This question, “should I treat factor XXX as fixed or random?” can be a very complicated question with competing opinions and definitions. Some examples from relevant literature are given for context. You should think critically and find evidence to support your decisions.
Fixed effects are unknown constants that we wish to estimate from the model and could be similar estimates in subsequent experimentation. The research is interested in these particular estimates.
Random effects are random variables sampled from a population which cannot be observed in subsequent experimentation. The research is not interested in these particular levels, but rather how the estimates vary from sample to sample.

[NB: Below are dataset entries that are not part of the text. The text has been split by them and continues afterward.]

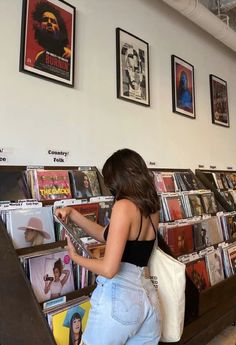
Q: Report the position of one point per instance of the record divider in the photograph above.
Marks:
(207, 312)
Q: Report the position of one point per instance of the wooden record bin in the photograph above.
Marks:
(208, 312)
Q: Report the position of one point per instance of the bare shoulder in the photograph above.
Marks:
(125, 205)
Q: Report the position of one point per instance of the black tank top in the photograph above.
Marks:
(136, 252)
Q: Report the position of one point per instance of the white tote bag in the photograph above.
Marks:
(168, 275)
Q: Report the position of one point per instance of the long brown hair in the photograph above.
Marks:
(127, 176)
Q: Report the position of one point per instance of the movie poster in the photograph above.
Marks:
(47, 48)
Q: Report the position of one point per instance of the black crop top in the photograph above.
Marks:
(136, 252)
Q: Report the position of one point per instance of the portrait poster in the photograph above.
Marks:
(183, 93)
(47, 40)
(132, 68)
(219, 101)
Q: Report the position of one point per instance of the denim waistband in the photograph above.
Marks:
(133, 272)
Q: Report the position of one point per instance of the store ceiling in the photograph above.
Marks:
(225, 9)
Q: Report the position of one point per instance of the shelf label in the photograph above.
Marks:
(4, 154)
(58, 156)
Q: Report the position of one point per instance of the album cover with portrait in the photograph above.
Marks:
(209, 203)
(31, 226)
(180, 239)
(89, 210)
(85, 183)
(211, 228)
(13, 186)
(197, 272)
(215, 267)
(50, 184)
(51, 275)
(175, 207)
(169, 181)
(196, 204)
(69, 324)
(158, 181)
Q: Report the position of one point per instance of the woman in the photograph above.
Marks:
(75, 329)
(55, 285)
(124, 304)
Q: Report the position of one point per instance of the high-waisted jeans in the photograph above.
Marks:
(124, 310)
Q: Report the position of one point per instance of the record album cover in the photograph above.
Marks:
(31, 226)
(51, 275)
(85, 183)
(51, 184)
(68, 325)
(197, 272)
(180, 239)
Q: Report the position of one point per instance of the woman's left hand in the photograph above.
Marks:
(70, 248)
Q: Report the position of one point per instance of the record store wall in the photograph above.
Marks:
(88, 121)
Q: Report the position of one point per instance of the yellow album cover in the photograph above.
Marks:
(69, 325)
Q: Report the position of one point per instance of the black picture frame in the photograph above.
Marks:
(48, 40)
(183, 88)
(219, 101)
(132, 61)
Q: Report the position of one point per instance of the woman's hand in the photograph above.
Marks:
(63, 213)
(70, 248)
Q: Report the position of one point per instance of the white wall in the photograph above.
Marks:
(88, 120)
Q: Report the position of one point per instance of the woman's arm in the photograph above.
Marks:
(47, 285)
(120, 224)
(66, 276)
(91, 228)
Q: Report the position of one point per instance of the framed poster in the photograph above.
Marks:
(47, 40)
(219, 101)
(132, 60)
(183, 93)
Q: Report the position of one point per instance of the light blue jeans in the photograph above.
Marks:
(124, 310)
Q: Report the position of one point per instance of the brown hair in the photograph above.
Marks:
(127, 176)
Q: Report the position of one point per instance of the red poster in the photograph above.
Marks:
(47, 46)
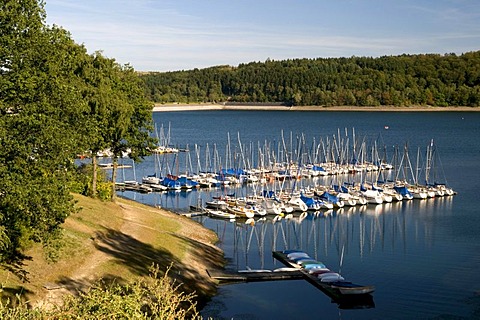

From Gelman 2005: 1) Fixed effects are constant across individuals, and random effects vary - (e.g., random intercepts and fixed slopes results in parallel lines with random intercepts). 2) Effects are fixed if they are interesting in themselves or random if there is interest in the underlying population. 3) When a sample exhausts the population, the corresponding variable is fixed; when the sample is a small (i.e., negligible) part of the population the corresponding variable is random. 4) If an effect is assumed to be a realized value or a random variable, it is called a random effect. 5) Fixed effects are estimated using least squares (or, more generally, maximum likelihood) and random effects are estimated with shrinkage (e.g., linear unbiased prediction).
“…one modeler’s random effect is another modeler’s fixed effect” (Schabenberger and Pierce 2001).
One idea that is particularly contested involves the number of levels within a random effect (5-6 minimum). This advice comes from a pragmatic approach to ensure that you have enough variance of the population, but a more philosophical forward opinion would focus on the purpose of the term as it is included in the model.
Another major differences for mixed-effect models is that we can calculate the variance component of the random effects. The variance component is how much variation there is among the intercepts of the levels of the random effect. In the InsectSprays example, if the block had very little effect on the insect counts (all blocks are about the same), the variance component would be low (near zero). However, if there was a large amount of variation among the blocks (some blocks as very few insects and some had a lot), the variance component would be high. The concept of variance components is closely related to the coefficient of determination or the R-squared.
We know where the R-squared value is reported with a fixed effects model. There are a few more steps to extract the R-squared value for a mixed effects model or when we use the glmmTMB function. The fixed effects model gives us the R-squared and Adjusted R-squared value. The mixed effects model gives us the Conditional R-squared (fixed plus random effects) and Marginal R-squared (fixed effects). This gives us an assessment of how much variance is attributed to the random effect compared to the whole model.
## R2: 0.782
## # R2 for Mixed Models
##
## Conditional R2: 0.697
## Marginal R2: 0.628
Mixed effects models become further complicated when we move beyond the simple random intercept model.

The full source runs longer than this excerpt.